Bronx Bomber Yogi Berra bio-documentary IT AIN’T OVER opens May 11 with 2-for-1 discounts.

May 3, 2023 by Jordan Deglise Moore

Lawrence Peter “Yogi” Berra is one of baseball’s greatest. He amassed ten World Series rings, three MVP awards and 18 All Star Game appearances. He caught the only perfect game in World Series history. Yet for many his deserved stature was overshadowed by his simply being himself and being recognized more for his unique personality, TV commercial appearances and unforgettable “Yogi-isms,” initially head-scratching philosophical nuggets that make a lot more sense the more you think about them. In telling the whole story, It Ain’t Over gives Berra his due in following the life of a savvy, commanding, bad ball-hitting catcher with a squat frame but also a D-Day veteran, loving husband and father and, yes, product endorser and originator (mostly) of his own brand of proverbs now ingrained into everyday life. Granddaughter Lindsay Berra tells his story along with his sons, former Yankee teammates, players he managed, writers, broadcasters, and admirers (such as Billy Crystal), plus photos and footage on and off the diamond. Berra famously said, “I’d be pretty dumb if I started being something I’m not,” and It Ain’t Over lovingly makes clear he stayed who he was for the benefit of baseball and everyone else.

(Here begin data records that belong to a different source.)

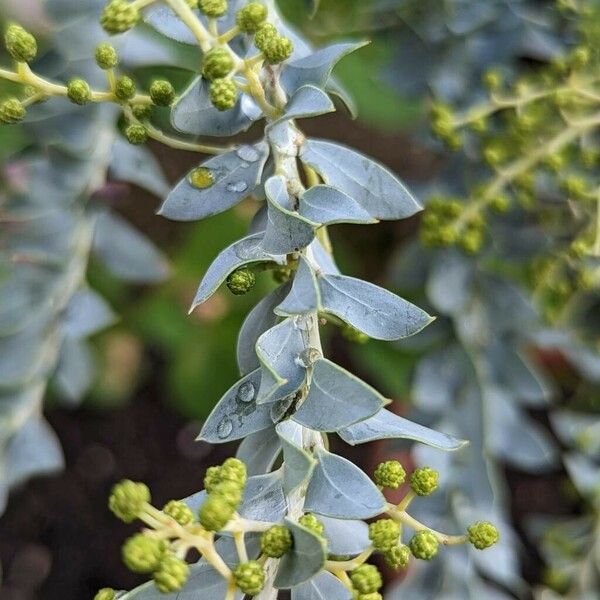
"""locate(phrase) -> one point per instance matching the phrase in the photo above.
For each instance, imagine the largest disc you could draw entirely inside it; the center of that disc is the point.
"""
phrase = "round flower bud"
(217, 63)
(233, 469)
(424, 545)
(171, 575)
(78, 91)
(127, 499)
(312, 523)
(265, 33)
(125, 88)
(141, 111)
(397, 556)
(384, 534)
(483, 535)
(249, 577)
(142, 554)
(366, 579)
(215, 513)
(276, 541)
(223, 94)
(212, 478)
(136, 134)
(162, 92)
(424, 481)
(20, 44)
(213, 8)
(241, 281)
(179, 511)
(119, 16)
(106, 56)
(12, 111)
(277, 49)
(354, 335)
(251, 17)
(390, 474)
(230, 492)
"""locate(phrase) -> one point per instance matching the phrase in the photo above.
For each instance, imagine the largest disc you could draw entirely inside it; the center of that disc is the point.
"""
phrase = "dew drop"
(224, 428)
(248, 153)
(245, 392)
(238, 186)
(201, 178)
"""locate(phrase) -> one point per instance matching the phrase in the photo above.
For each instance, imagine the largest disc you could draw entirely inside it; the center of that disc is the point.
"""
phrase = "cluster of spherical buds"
(439, 225)
(386, 533)
(159, 551)
(219, 62)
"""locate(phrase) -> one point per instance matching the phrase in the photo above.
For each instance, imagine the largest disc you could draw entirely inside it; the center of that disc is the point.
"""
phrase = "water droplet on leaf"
(224, 428)
(201, 178)
(238, 186)
(248, 153)
(245, 392)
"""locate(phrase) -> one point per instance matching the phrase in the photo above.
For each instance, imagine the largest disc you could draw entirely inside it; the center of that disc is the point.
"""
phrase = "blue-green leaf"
(338, 488)
(307, 101)
(304, 296)
(298, 464)
(259, 451)
(327, 205)
(236, 415)
(336, 399)
(372, 185)
(278, 351)
(259, 319)
(305, 559)
(286, 230)
(315, 69)
(324, 586)
(370, 308)
(345, 537)
(195, 114)
(235, 176)
(243, 252)
(387, 425)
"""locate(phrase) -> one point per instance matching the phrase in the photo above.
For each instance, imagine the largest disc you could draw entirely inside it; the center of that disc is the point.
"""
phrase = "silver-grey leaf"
(237, 415)
(327, 205)
(235, 176)
(259, 319)
(370, 308)
(387, 425)
(243, 252)
(279, 350)
(338, 488)
(336, 399)
(324, 586)
(305, 559)
(304, 295)
(298, 464)
(372, 185)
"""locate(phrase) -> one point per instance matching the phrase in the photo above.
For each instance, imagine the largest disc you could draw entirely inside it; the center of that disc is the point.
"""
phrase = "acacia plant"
(286, 513)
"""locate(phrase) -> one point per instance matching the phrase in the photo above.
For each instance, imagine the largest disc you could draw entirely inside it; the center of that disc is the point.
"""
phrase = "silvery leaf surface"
(246, 251)
(237, 415)
(305, 559)
(235, 176)
(372, 185)
(338, 488)
(336, 399)
(195, 114)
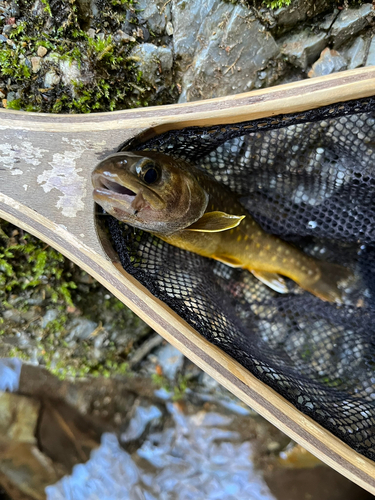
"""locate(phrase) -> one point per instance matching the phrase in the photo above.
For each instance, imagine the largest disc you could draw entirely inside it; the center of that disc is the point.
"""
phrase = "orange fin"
(214, 222)
(333, 278)
(272, 280)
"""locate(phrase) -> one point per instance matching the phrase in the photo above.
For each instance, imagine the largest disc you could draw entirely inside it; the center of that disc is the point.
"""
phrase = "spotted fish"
(189, 209)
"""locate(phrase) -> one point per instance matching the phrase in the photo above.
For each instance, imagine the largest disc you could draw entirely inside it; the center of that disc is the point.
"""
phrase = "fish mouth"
(104, 187)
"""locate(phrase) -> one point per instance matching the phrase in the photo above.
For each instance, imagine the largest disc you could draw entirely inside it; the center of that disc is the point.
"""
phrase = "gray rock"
(349, 22)
(82, 328)
(330, 61)
(69, 71)
(87, 10)
(297, 12)
(50, 315)
(156, 13)
(170, 359)
(370, 61)
(329, 19)
(220, 48)
(302, 48)
(7, 29)
(149, 57)
(356, 54)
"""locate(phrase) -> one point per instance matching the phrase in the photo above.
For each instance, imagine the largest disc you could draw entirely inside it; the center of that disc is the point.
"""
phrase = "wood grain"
(45, 188)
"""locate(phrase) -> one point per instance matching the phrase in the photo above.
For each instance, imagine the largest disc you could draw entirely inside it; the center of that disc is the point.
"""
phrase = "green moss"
(110, 79)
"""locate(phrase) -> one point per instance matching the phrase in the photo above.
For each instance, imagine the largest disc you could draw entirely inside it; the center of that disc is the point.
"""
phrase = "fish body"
(189, 209)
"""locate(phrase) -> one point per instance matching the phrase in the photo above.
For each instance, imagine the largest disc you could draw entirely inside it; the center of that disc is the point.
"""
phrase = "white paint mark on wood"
(65, 177)
(11, 155)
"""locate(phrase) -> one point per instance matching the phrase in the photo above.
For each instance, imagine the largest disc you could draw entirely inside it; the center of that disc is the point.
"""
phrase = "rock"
(42, 51)
(87, 10)
(297, 12)
(51, 78)
(169, 28)
(329, 19)
(330, 61)
(302, 48)
(69, 72)
(220, 48)
(81, 328)
(349, 22)
(14, 10)
(156, 13)
(120, 36)
(10, 371)
(371, 53)
(171, 360)
(35, 64)
(91, 33)
(356, 54)
(149, 57)
(142, 417)
(7, 29)
(37, 9)
(50, 315)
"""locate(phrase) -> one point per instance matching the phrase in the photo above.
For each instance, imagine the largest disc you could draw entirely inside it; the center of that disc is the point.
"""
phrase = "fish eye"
(150, 173)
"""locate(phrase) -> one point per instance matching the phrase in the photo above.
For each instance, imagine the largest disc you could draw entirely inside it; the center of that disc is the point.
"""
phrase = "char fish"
(188, 208)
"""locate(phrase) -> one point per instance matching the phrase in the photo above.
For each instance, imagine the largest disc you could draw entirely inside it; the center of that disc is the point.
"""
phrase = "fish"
(186, 207)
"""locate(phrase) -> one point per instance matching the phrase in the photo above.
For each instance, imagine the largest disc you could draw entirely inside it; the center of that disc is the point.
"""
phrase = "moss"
(109, 78)
(27, 263)
(33, 273)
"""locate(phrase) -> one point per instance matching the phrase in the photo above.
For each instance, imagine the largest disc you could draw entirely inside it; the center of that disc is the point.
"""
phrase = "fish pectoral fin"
(229, 260)
(272, 280)
(214, 222)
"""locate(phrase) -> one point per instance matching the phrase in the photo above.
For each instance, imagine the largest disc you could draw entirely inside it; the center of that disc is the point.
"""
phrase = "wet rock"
(349, 22)
(329, 19)
(220, 48)
(7, 29)
(35, 64)
(142, 417)
(297, 12)
(330, 61)
(302, 48)
(156, 13)
(150, 60)
(51, 78)
(50, 315)
(42, 51)
(356, 54)
(14, 10)
(123, 37)
(37, 9)
(169, 28)
(171, 360)
(10, 371)
(370, 61)
(87, 10)
(82, 328)
(69, 72)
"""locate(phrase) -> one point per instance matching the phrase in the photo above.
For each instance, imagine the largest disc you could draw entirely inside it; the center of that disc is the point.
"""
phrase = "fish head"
(149, 190)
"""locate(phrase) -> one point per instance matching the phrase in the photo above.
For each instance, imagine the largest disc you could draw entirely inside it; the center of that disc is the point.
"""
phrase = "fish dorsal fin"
(214, 222)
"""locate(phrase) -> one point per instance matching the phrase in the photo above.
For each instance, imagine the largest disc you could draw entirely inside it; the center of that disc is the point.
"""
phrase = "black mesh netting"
(309, 178)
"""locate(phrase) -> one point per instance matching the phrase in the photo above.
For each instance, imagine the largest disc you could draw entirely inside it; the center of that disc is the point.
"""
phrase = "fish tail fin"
(327, 287)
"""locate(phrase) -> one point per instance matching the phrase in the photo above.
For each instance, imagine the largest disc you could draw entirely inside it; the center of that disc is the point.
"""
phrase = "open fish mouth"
(108, 188)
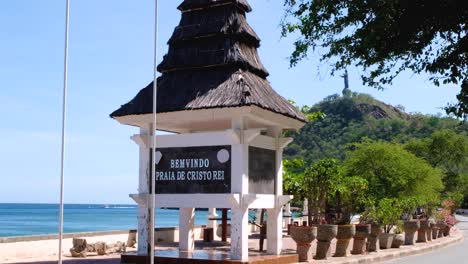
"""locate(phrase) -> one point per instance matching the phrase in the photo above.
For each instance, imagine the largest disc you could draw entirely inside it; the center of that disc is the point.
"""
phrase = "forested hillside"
(354, 116)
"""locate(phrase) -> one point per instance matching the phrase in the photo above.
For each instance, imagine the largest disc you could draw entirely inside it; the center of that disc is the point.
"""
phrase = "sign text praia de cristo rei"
(226, 146)
(193, 170)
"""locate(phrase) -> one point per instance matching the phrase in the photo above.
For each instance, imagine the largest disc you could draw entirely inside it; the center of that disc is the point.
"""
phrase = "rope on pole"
(64, 113)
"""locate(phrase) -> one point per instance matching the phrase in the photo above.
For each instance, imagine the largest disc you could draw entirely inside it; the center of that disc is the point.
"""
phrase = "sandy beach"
(46, 250)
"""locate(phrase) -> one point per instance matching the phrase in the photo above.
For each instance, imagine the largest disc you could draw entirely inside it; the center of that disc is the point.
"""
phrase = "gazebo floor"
(174, 256)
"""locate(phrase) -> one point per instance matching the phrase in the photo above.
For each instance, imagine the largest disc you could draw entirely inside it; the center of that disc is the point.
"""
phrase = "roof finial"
(346, 90)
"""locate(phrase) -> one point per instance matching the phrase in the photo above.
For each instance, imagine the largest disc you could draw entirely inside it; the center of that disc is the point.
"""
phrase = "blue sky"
(111, 57)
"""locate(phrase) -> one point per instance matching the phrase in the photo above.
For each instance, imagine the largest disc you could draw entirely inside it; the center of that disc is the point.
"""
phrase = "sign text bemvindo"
(193, 170)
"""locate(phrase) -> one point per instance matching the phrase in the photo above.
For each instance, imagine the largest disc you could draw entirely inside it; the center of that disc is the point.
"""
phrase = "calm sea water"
(38, 219)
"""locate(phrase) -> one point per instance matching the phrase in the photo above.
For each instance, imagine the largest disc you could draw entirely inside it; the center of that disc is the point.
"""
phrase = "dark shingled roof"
(195, 4)
(212, 62)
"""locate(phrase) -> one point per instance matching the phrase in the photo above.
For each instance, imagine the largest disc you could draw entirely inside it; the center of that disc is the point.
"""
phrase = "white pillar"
(143, 188)
(274, 231)
(258, 217)
(305, 210)
(212, 223)
(287, 209)
(275, 215)
(186, 234)
(239, 234)
(239, 185)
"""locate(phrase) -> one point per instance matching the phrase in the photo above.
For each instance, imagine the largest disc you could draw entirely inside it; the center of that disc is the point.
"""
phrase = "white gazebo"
(226, 150)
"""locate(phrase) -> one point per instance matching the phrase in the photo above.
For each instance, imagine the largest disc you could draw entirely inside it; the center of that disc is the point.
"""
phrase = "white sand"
(46, 250)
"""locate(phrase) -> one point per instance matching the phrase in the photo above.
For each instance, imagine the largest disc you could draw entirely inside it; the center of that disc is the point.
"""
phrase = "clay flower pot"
(343, 237)
(386, 240)
(435, 231)
(410, 228)
(303, 236)
(429, 231)
(441, 227)
(447, 230)
(424, 225)
(359, 244)
(376, 230)
(398, 240)
(325, 234)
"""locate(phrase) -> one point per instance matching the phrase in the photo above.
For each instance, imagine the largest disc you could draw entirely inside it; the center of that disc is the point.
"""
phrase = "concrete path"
(457, 253)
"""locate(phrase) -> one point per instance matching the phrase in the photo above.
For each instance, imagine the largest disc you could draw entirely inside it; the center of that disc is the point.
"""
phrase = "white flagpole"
(153, 133)
(64, 113)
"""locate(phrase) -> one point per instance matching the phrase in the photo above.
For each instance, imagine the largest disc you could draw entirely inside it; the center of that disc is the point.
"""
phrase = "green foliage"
(351, 198)
(315, 182)
(369, 34)
(447, 151)
(392, 172)
(320, 181)
(387, 213)
(350, 119)
(293, 174)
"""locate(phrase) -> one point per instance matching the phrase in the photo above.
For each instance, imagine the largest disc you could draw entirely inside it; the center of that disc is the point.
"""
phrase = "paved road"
(452, 254)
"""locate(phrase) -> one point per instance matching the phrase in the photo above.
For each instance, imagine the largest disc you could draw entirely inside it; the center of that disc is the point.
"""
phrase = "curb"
(404, 251)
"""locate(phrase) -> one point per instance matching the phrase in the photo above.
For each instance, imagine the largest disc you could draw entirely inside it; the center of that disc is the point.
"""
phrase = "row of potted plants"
(367, 237)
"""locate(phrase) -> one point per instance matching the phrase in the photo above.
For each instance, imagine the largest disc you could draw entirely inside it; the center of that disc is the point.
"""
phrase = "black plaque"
(193, 170)
(262, 170)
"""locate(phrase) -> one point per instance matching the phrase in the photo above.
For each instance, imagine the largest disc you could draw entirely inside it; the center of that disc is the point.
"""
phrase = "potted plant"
(424, 225)
(386, 215)
(399, 238)
(429, 231)
(410, 228)
(344, 235)
(325, 234)
(435, 230)
(360, 239)
(303, 236)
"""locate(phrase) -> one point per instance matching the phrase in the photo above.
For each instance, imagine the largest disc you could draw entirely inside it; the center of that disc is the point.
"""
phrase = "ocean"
(39, 219)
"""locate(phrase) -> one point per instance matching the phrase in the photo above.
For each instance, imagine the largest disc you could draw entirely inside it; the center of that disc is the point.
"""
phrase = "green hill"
(356, 116)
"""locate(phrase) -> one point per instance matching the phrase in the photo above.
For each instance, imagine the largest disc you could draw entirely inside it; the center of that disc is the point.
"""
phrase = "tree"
(393, 172)
(386, 38)
(315, 182)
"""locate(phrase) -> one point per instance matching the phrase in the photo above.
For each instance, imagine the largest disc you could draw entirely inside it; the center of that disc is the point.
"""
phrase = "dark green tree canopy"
(386, 37)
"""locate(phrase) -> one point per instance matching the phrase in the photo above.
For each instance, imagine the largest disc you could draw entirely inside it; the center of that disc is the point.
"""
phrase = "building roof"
(212, 62)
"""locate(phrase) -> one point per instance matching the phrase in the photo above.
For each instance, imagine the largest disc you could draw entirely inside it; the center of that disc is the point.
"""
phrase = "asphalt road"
(452, 254)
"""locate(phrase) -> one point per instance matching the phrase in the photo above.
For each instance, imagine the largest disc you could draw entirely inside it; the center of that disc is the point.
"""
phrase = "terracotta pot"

We open the film on Thursday, May 11 at the Royal and Friday, May 19 at the Town Center, Newhall, Glendale and Claremont.

On Thursday, May 11 and Sunday, May 14, we’re running a two-for-one promotion: buy one ticket for any screening of It Ain’t Over at the Royal on either day and get a second one for free. The only restriction is you have to buy your tickets at the Royal box office, not online.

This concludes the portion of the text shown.